Predicting anxiety treatment outcomes with machine learning

Youth anxiety disorders are highly prevalent and associated with considerable concurrent functional impairments. According to the State of the World’s Children report, 13% of youth between 10 and 19 years old have a diagnosed mental health disorder, 40% of which are anxious and depressive disorders. In a typical longitudinal anxiety clinical study, many explanatory variables are observed in a few patients. As patients drop or miss appointments, collected data has a high missing rate in explanatory and predicted variables. We suggest using machine learning methods to improve understanding of treatments and prediction of outcomes in such studies. We propose machine learning-based imputation for understanding youth anxiety data containing features with high missing rates. In the dataset used, the missing rate of features is up to 80%, making them impossible to use in traditional analysis. Our results show that the proposed iterative imputation with a bag of elastic net regressions imputes missing data better than traditional imputation methods and allow for the best prediction result. We investigate imputation and prediction performance change when using jointly data from multiple studies, where each study has a different bias and missing rate.

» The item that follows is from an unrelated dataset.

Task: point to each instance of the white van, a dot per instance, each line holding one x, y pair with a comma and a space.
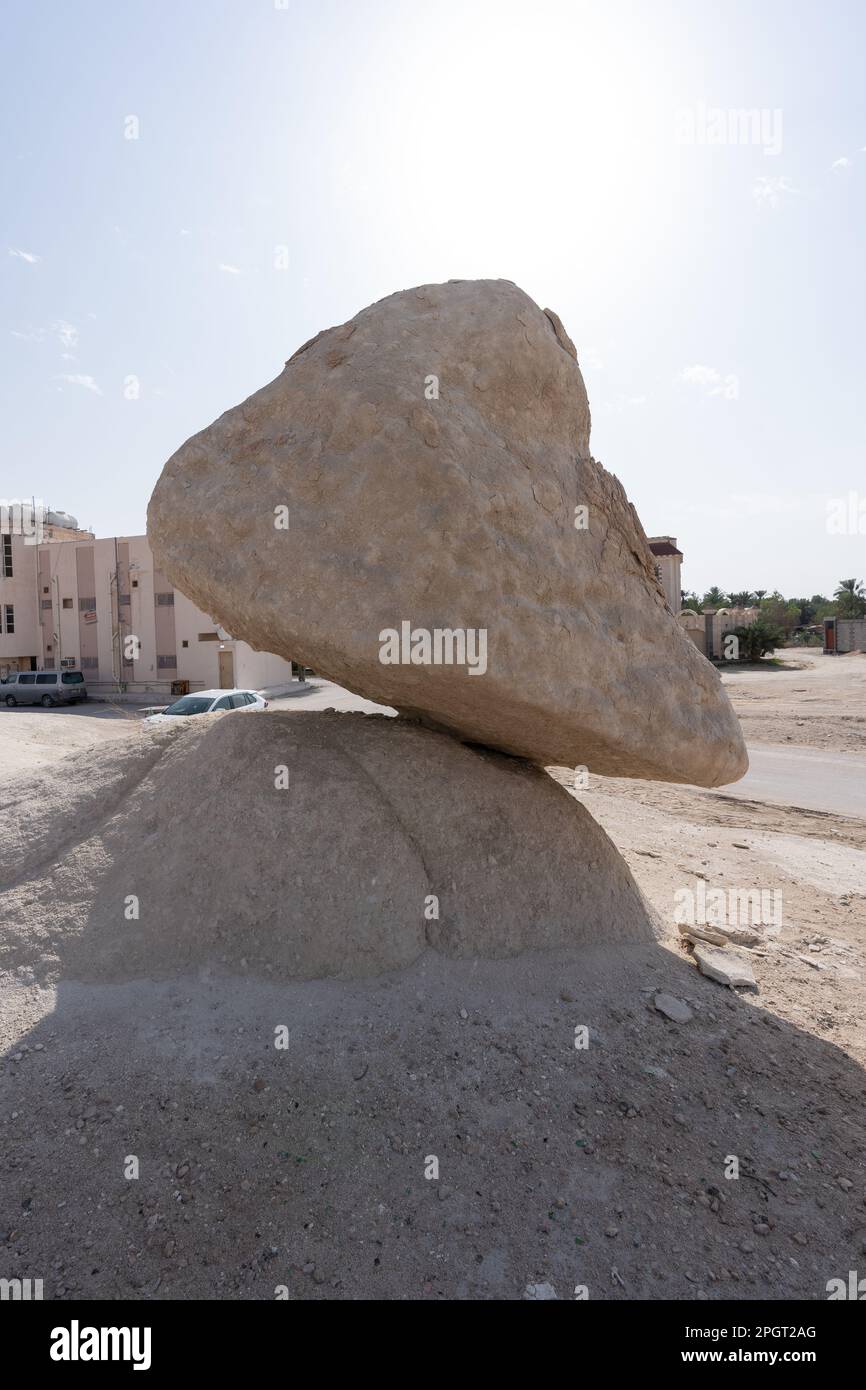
43, 688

Leveraging joint dataset allows for predicting the therapy outcome in longitudinal studies with few patients. Additionally, we can now impute or predict features and diagnoses not reported by the clinical study. In conducted experiments, pooling data from nine different studies resulted in 9.3% smaller imputation and 33% lower prediction errors, respectively. Results have higher confidence than when studies are considered separately. We also explored the performance of imputation and prediction in the domain adaptation case of withdrawn patients, in which 50% improvement is obtained when data from all studies are used to impute and train the model.